Zimbabwe goes back to punishing pregnant learners
As this excerpt from an IRIN article last month illustrates, “falling pregnant used to mean the end of school for girls in Zimbabwe.”
In 2008 Sarudzai Gopoza, now 19, dropped out of school after falling pregnant. “He refused to marry me. My father said he could not look after me, so I had to look for a job. Luckily he let me leave the child under the custody of my mother,” she told IRIN.
A government regulation stipulating that pregnant girls automatically be expelled from school meant that Gopoza – who was about to write O-Level examinations, a school-leaving certificate that would have greatly enhanced her job-finding prospects – had to work as a domestic worker.
“My life is ruined – as a housemaid I am earning hardly enough to buy food and clothes for my child, and I don’t see myself being able to further my education and get a better job in the future. I will consider myself lucky to get a husband who will also accept my child and look after both of us,” she said.
So I was excited by and impressed with a new regulation by the Ministry of Education, Sport, Art and Culture that would give pregnant female learners three months’ maternity leave, after which they could resume their studies. The new regulation also gave a male student responsible for pregnancy paternity leave for the same length of time.
But the latest report from IRIN sees the Ministry backing away from these provisions.

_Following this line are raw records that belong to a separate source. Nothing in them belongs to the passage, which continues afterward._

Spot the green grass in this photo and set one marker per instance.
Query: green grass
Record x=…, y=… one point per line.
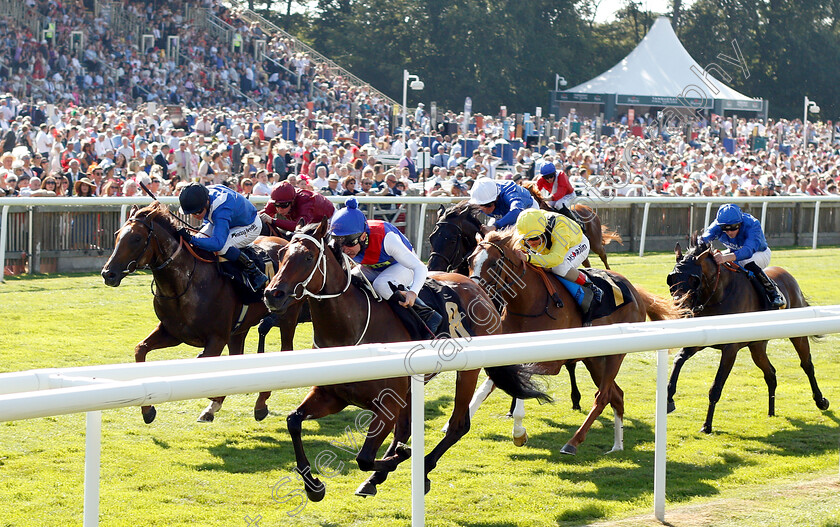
x=753, y=470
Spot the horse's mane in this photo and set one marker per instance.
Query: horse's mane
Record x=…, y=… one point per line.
x=158, y=212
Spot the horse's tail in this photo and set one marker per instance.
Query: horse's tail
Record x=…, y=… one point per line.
x=608, y=235
x=661, y=308
x=516, y=381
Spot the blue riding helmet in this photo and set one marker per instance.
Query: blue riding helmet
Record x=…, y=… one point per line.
x=349, y=220
x=729, y=214
x=548, y=169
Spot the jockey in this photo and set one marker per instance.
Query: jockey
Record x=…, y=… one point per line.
x=289, y=205
x=742, y=235
x=502, y=201
x=386, y=257
x=230, y=222
x=555, y=242
x=557, y=190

There is a return to the previous, harsher attitude toward pregnant learners – and accordingly a far more punitive response to them.
According to IRIN:
“Learners in all schools may be suspended, excluded or expelled from school for various acts of misconduct of a serious nature,” Stephen Mahere, Permanent Secretary in the Ministry of Education, Sport, Arts and Culture, said in a circular.
“Pregnancy of a learner, and being responsible for it, are such an example of misdemeanour of a serious nature. The law provides for the exclusion of a learner who falls pregnant, and expulsion of a learner responsible for it,” the circular warned.

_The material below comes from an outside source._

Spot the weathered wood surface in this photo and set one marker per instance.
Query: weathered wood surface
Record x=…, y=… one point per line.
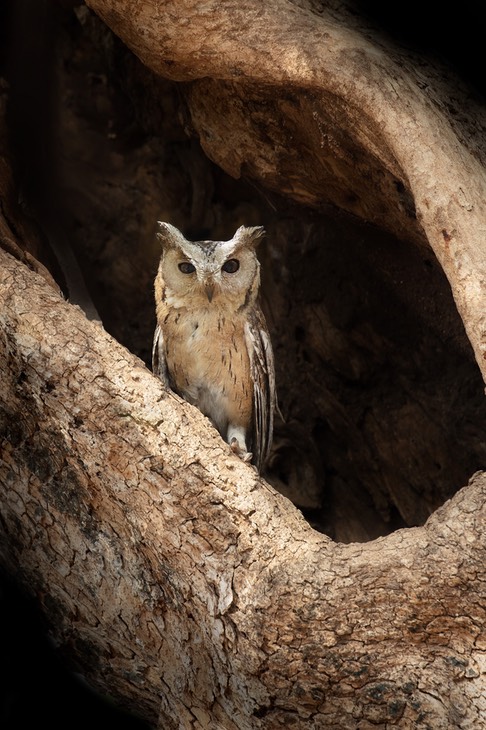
x=187, y=587
x=305, y=101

After consultations between the school and parents or guardians, a girl could be readmitted to school three months after a baby’s birth at the grade or form she had been in before she had the baby, Mahere said.
However, the boy responsible for the pregnancy would be considered for admission at another school, and only after a period of 12 months.
“It should be noted that re-admission of the boy learner is not automatic, as approval would have to be sought and granted from the ministry of education before re-admission in any other formal school,” the circular said.